Another feature of systemic autoimmune diseases is the expansion of myeloid-derived suppressor cells (MDSCs), as shown by their abnormal accumulation in the spleens of murine models and in the peripheral blood of patients (19–23). MDSCs are a heterogeneous population of immature cells derived from myeloid progenitors, with potent immune regulatory activity (24, 25). They were first phenotypically identified in tumor-bearing mice by their expression of CD11b and Gr-1, but knowledge of their presence has been extended to other pathologic conditions including chronic inflammatory disorders. Murine MDSCs are subdivided into CD11b⁺Gr-1^hiLy6G⁺Ly6C^lo granulocytic or polymorphonuclear MDSCs (G- or PMN-MDSCs) and CD11b⁺Gr-1^loLy6G⁻Ly6C^hi monocytic MDSCs (M-MDSCs). Although these phenotypes are also typical of neutrophils and monocytes, the functional features of MDSCs allow them to be distinguished from former (26, 27).

Many studies, mostly using tumor-bearing models, suggest that MDSCs accumulate via the same differentiation pathways in the BM as neutrophils and monocytes. Instead of differentiating into mature neutrophils and monocytes as they do during classical myelopoiesis, under the chronic inflammatory conditions of cancer, immature myeloid cells increase abnormally, are converted to MDSCs, and migrate to inflamed sites where they carry out their immunosuppressive activities (24). This abnormal process is known to be driven by two groups of interconnected signals (24, 28). The first group is important for expansion and mediated by myelopoietic factors, such as GM-CSF, G-CSF, M-CSF, and IL-6, and signals through STAT3, STAT5, IFN regulatory factor (IRF)-8, CCAAT/enhancer-binding protein (C/EBP)-β, and NOTCH. The second responsible for pathologic activation of MDSCs is triggered by proinflammatory cytokines, such as IFN-γ, IL-1β, IL-4, IL-6, IL-13, and TNF, and signals through NF-κB, STAT1, STAT3, and STAT6. However, it is unclear where the splenic MDSCs in autoimmune subjects originate and what factors contribute to their accumulation.

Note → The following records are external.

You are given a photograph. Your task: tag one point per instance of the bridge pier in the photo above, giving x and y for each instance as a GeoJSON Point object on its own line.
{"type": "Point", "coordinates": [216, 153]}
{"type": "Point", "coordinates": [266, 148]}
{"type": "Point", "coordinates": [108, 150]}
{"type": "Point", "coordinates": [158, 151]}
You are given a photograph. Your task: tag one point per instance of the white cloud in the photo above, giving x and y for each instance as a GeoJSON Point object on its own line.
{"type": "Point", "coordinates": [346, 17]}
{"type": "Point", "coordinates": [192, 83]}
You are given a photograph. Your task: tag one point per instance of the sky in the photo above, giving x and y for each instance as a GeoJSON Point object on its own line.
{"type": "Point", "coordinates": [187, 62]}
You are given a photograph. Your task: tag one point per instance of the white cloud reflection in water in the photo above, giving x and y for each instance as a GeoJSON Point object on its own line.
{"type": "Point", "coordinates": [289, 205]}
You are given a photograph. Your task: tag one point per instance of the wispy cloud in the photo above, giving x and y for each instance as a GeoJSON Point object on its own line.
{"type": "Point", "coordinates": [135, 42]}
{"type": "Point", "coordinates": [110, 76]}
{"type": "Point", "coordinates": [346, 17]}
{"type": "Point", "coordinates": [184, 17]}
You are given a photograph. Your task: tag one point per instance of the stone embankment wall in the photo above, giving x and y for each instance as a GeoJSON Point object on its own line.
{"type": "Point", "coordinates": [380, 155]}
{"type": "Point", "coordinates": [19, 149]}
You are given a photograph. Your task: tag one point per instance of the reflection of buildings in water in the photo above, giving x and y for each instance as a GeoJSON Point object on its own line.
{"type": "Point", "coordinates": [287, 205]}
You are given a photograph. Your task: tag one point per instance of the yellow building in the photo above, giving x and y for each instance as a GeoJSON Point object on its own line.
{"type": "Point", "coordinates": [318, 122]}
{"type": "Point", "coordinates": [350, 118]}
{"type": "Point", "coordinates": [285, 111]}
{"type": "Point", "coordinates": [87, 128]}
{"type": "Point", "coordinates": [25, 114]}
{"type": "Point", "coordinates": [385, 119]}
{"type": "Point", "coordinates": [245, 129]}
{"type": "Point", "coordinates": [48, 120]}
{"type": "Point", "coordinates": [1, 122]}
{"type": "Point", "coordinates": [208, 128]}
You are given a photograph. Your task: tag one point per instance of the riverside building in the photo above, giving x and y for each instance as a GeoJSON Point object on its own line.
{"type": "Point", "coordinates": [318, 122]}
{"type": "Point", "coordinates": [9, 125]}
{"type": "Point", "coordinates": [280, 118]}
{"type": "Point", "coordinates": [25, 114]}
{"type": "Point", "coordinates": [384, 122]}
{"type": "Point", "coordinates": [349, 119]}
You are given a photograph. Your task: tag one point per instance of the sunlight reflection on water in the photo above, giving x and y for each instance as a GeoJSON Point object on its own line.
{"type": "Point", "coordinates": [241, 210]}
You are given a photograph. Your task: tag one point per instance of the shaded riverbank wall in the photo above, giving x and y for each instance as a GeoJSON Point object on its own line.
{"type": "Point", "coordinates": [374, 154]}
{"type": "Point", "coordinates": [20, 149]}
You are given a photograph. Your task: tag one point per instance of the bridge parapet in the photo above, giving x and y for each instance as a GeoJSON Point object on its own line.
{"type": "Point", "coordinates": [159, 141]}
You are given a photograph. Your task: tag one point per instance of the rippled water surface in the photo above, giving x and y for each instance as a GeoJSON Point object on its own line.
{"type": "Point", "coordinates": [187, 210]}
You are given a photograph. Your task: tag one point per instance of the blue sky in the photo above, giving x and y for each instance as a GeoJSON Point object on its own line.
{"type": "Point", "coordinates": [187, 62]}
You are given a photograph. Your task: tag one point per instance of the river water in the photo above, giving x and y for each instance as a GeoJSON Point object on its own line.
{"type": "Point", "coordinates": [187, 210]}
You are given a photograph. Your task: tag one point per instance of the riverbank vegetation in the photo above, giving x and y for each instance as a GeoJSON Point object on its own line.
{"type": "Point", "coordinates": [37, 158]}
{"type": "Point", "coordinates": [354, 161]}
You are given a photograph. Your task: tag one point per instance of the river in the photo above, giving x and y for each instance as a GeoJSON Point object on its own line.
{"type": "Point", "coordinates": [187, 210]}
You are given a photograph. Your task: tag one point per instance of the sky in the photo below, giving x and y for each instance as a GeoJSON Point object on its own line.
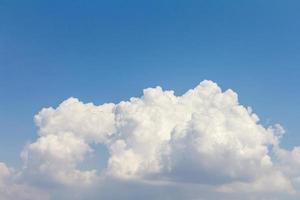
{"type": "Point", "coordinates": [109, 51]}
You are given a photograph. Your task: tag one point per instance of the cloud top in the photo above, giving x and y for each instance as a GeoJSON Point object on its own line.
{"type": "Point", "coordinates": [203, 137]}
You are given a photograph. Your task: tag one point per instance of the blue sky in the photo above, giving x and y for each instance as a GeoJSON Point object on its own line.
{"type": "Point", "coordinates": [108, 51]}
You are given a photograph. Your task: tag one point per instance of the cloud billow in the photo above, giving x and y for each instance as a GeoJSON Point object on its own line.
{"type": "Point", "coordinates": [201, 141]}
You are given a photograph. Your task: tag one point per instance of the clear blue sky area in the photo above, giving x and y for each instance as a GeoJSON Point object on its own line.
{"type": "Point", "coordinates": [108, 51]}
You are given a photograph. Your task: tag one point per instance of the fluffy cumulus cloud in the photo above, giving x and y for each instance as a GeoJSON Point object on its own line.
{"type": "Point", "coordinates": [201, 145]}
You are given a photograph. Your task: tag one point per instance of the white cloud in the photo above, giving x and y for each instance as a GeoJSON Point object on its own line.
{"type": "Point", "coordinates": [203, 140]}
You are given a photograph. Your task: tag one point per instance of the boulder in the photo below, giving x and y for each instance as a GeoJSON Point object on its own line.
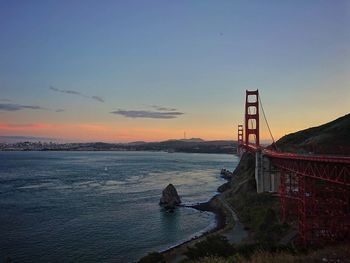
{"type": "Point", "coordinates": [169, 198]}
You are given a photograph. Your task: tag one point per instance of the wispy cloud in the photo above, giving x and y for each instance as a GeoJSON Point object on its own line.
{"type": "Point", "coordinates": [26, 126]}
{"type": "Point", "coordinates": [161, 108]}
{"type": "Point", "coordinates": [148, 114]}
{"type": "Point", "coordinates": [73, 92]}
{"type": "Point", "coordinates": [17, 107]}
{"type": "Point", "coordinates": [98, 98]}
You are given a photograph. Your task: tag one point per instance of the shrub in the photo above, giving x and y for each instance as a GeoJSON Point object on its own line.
{"type": "Point", "coordinates": [153, 257]}
{"type": "Point", "coordinates": [213, 246]}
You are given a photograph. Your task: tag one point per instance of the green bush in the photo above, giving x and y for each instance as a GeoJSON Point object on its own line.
{"type": "Point", "coordinates": [213, 246]}
{"type": "Point", "coordinates": [153, 257]}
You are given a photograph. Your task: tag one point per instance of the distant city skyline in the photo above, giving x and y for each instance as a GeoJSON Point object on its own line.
{"type": "Point", "coordinates": [122, 71]}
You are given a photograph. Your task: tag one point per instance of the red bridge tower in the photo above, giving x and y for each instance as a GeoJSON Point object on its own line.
{"type": "Point", "coordinates": [252, 116]}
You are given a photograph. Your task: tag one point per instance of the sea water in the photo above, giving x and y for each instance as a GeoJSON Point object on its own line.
{"type": "Point", "coordinates": [101, 206]}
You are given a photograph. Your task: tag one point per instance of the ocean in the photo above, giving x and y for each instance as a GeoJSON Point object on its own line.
{"type": "Point", "coordinates": [101, 206]}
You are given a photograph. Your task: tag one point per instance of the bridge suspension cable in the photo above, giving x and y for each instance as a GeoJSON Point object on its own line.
{"type": "Point", "coordinates": [267, 123]}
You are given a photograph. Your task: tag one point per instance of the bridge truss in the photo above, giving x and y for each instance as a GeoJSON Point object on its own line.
{"type": "Point", "coordinates": [314, 190]}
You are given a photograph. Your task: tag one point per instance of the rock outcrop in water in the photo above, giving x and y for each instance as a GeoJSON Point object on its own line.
{"type": "Point", "coordinates": [170, 199]}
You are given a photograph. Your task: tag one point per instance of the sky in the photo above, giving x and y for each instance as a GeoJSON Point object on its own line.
{"type": "Point", "coordinates": [121, 71]}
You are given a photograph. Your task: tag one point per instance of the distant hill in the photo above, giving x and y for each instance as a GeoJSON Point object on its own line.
{"type": "Point", "coordinates": [194, 145]}
{"type": "Point", "coordinates": [330, 138]}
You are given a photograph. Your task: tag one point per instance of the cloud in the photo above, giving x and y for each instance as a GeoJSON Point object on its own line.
{"type": "Point", "coordinates": [161, 108]}
{"type": "Point", "coordinates": [27, 126]}
{"type": "Point", "coordinates": [73, 92]}
{"type": "Point", "coordinates": [148, 114]}
{"type": "Point", "coordinates": [17, 107]}
{"type": "Point", "coordinates": [98, 98]}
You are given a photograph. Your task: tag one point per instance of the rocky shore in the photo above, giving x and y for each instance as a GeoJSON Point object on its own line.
{"type": "Point", "coordinates": [227, 224]}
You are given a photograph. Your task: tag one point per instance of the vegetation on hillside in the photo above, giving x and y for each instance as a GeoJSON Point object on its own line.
{"type": "Point", "coordinates": [329, 138]}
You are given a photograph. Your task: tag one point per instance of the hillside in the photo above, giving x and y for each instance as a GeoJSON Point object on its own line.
{"type": "Point", "coordinates": [329, 138]}
{"type": "Point", "coordinates": [194, 145]}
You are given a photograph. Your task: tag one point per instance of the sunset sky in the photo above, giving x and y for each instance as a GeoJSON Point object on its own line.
{"type": "Point", "coordinates": [120, 71]}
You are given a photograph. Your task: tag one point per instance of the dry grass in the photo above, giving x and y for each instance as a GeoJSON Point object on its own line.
{"type": "Point", "coordinates": [332, 254]}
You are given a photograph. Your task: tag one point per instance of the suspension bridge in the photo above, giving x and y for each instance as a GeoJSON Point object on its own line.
{"type": "Point", "coordinates": [314, 190]}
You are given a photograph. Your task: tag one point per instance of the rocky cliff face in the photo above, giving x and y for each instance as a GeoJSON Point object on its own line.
{"type": "Point", "coordinates": [170, 197]}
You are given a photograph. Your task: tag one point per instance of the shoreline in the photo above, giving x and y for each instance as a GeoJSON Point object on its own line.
{"type": "Point", "coordinates": [226, 221]}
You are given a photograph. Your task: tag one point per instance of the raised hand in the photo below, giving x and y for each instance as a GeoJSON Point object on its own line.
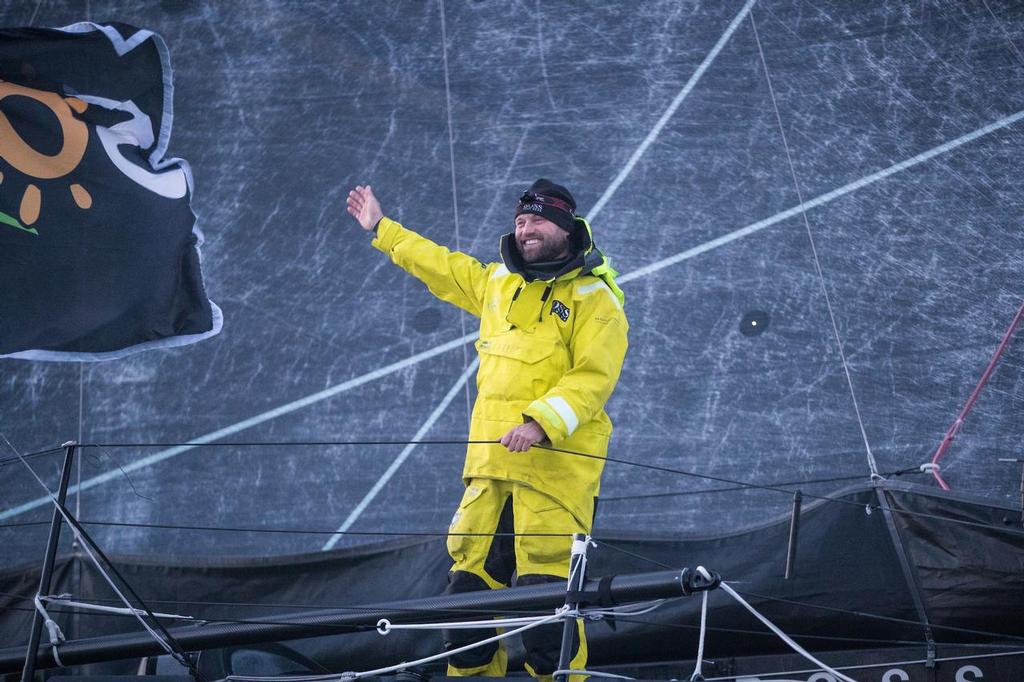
{"type": "Point", "coordinates": [365, 207]}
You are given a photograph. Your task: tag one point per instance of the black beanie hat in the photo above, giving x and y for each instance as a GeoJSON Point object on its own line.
{"type": "Point", "coordinates": [549, 201]}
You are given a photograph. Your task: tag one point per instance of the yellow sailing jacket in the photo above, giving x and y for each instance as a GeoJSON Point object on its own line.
{"type": "Point", "coordinates": [549, 351]}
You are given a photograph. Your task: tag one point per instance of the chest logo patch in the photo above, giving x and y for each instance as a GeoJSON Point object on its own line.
{"type": "Point", "coordinates": [560, 309]}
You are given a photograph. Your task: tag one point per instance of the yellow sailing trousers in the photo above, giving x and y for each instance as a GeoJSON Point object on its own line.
{"type": "Point", "coordinates": [486, 554]}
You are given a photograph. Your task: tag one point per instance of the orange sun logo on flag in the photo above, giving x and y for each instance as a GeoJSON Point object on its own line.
{"type": "Point", "coordinates": [23, 157]}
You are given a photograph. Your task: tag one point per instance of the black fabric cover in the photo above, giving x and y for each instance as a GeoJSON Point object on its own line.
{"type": "Point", "coordinates": [969, 574]}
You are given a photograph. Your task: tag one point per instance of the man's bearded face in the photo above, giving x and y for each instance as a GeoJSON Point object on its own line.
{"type": "Point", "coordinates": [540, 240]}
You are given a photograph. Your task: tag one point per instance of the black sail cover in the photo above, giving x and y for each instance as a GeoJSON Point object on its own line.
{"type": "Point", "coordinates": [98, 244]}
{"type": "Point", "coordinates": [849, 590]}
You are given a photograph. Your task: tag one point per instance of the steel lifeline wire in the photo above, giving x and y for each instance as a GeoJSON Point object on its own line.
{"type": "Point", "coordinates": [777, 487]}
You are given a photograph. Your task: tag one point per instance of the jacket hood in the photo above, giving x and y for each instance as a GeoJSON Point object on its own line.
{"type": "Point", "coordinates": [588, 259]}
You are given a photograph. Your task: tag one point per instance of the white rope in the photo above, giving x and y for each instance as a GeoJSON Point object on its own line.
{"type": "Point", "coordinates": [645, 607]}
{"type": "Point", "coordinates": [85, 546]}
{"type": "Point", "coordinates": [785, 638]}
{"type": "Point", "coordinates": [52, 629]}
{"type": "Point", "coordinates": [444, 654]}
{"type": "Point", "coordinates": [408, 664]}
{"type": "Point", "coordinates": [888, 664]}
{"type": "Point", "coordinates": [384, 626]}
{"type": "Point", "coordinates": [112, 609]}
{"type": "Point", "coordinates": [590, 673]}
{"type": "Point", "coordinates": [56, 656]}
{"type": "Point", "coordinates": [704, 631]}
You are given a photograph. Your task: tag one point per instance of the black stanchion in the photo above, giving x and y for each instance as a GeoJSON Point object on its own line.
{"type": "Point", "coordinates": [51, 551]}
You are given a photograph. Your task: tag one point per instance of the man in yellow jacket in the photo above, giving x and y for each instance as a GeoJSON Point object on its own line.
{"type": "Point", "coordinates": [553, 336]}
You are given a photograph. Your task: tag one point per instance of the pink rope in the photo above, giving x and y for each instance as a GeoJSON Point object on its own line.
{"type": "Point", "coordinates": [951, 433]}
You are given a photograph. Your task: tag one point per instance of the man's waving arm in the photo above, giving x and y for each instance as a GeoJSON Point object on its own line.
{"type": "Point", "coordinates": [451, 275]}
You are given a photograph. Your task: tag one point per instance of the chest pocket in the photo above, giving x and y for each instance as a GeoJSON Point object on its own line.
{"type": "Point", "coordinates": [520, 367]}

Although it was well-documented that MDSCs interfere with anti-tumor immunity by suppressing the proliferation of T cells, less is known about their role in autoimmune diseases. MDSCs have been found to attenuate disease severity in some studies with murine models and patients (19, 29–31), whereas others have reported a role of MDSCs in disease progression (21, 22, 32). At the cellular level, it is generally agreed that MDSCs target CD4⁺ T cells and suppress their proliferation and differentiation to Th1 and Tfh cells (20, 30, 32–34), although the effects of MDSCs on polarization toward Th17 cells is controversial (21, 22, 30, 32). Apart from the actions on T cells, MDSCs also interact with B cells to inhibit or, alternatively, promote the activation and differentiation of B cells into PCs (20, 31, 35–37). Despite many studies dealing with the multifaceted effects of MDSCs on T and B cells, there are no reports of crosstalk between MDSCs and PCs, which is plausible in the light of their close proximity in the autoimmune spleen. Therefore, the role of MDSCs in autoimmunity, especially as regards the development and survival of PCs, remains to be further clarified.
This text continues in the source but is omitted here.